Winter has arrived. A damp cold gnaws at your bones as soon as the sun sneaks behind a cloud or drops below the horizon. A fresh white coat of paint covers the peaks above town, and upon closer inspection, this paint is crunchy and cold. I spent the weekend riding at elevations higher than I should have been, chasing goals a bit too lofty for the changing seasons.
On Saturday morning, I found myself somewhat excited to do a sort of repeat of my stupid ride from several nights prior. Except this time, things would be different. I spent a while staring at maps and located a new place to ride. I use the term ride loosely, because there's no trail there. There are no old mine roads, 2-tracks, or moto routes. There's merely a striking ridge, standing high above the plains to the east and the sub-summit surface to the west. After a few hiccups, this ridge steadily descends 2500' over 5 miles. There needs to be a trail on this ridge, so I headed up to scout it out before winter really sets in.

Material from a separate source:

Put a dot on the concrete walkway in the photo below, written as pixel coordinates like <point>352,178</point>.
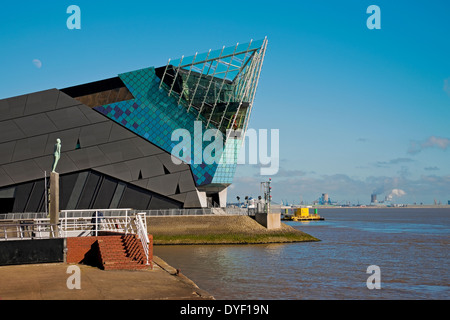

A snowy 2000' climb up steep jeep trails kept me warm in the freezing temperatures. No one was out in the hills despite it being mid-morning. I had the trail to myself and enjoyed the painful climb that I've come to love. This is one of my most common winter rides, yet my doppelganger is the only other rider that seems to frequent the area.
Leaving the jeep trails behind, a burn zone prevents the first obstacle. First down, then up. 100% unrideable.
Then I struck off to the north on an old mine road that is now littered with downed trees. Strangely, this road often seemed to have more trees on the ground than anywhere around it, so I spent most of the time bouncing around next to it. Another steep uphill portage followed, bringing me to a high point with grand views. To the east, spots of sun decorated the plains, and to the west, snow squalls shrouded the landscape to within a few kilometers of my lonely peak. I wandered around for 15 minutes, trying to find a way down.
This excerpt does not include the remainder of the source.